I pulled the truck away from the shop and moved it toward the starting line to make my first run. I could see Don off to the side of the track. He was going to help me get lined up for the first run, as he lifted his hands up just as an official would to signify a field goal in football, I knew I was on my mark. It’s time…mash the gas!
What happened next? Well a fusion of emotions: excitement, amazement, terror, pain, and pure joy. My altitude changed several times during the first run, jumps looked like block walls, I saw the sky again and again, felt the power and subtle grace of the machine as I made my way through. Then and there it was done, I finished. I messed up the rear steer and got crossed up near the end, and decided not to chance the last jump. I would do better on my next run I said indignantly. I pulled the truck back over to the start line already lined up for the next run, shut off the fuel and let the motor lean out a couple seconds before killing the motor.

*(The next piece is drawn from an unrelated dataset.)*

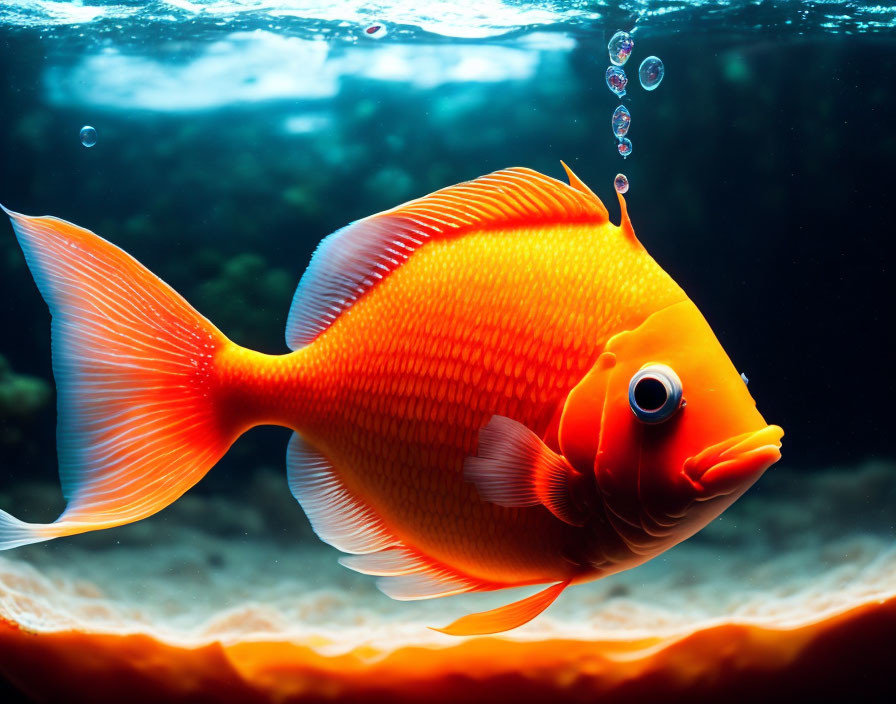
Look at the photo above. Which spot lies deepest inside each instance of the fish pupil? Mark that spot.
(650, 394)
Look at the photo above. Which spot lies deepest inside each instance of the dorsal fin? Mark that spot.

Don and I talked about the run and what I could improve upon for my next run. With that advice, I aced the second run and even caught some air off of the car jump. As the day progressed, I became comfortable with the machine, learning the basics and putting down fast passes while staying on the track.
Was my last run as fun? Yes, now I see why people drive monster trucks. They are a blast and there is nothing else like them. I also gained a new respect for the pros that drive them. It takes a lot of skill and courage to push the trucks as hard as they do.
After my last run, I pulled the truck back up in front of the shop and killed the motor for the last time, patted the steering wheel, and was satisfied that I had done well and not broken anything on the truck or myself. Don was overjoyed too about that and was surprised about how much alcohol was still left in the fuel cell!
By this time, the sun was setting and all of us were getting hungry. So, we took a few more pics and bid Don and his wife Rajena good bye and thanked them for one of the best experiences of my life. After driving a monster truck, my Ridgeline just didn’t feel right. It was too quiet and way too smooth. As we pulled away from the shop I was asked if I had fun and I said, “Yes, I want to come back and do it again in the spring!”. Hurry up winter I’ve got the itch again and the only fix is the roar of the monster truck!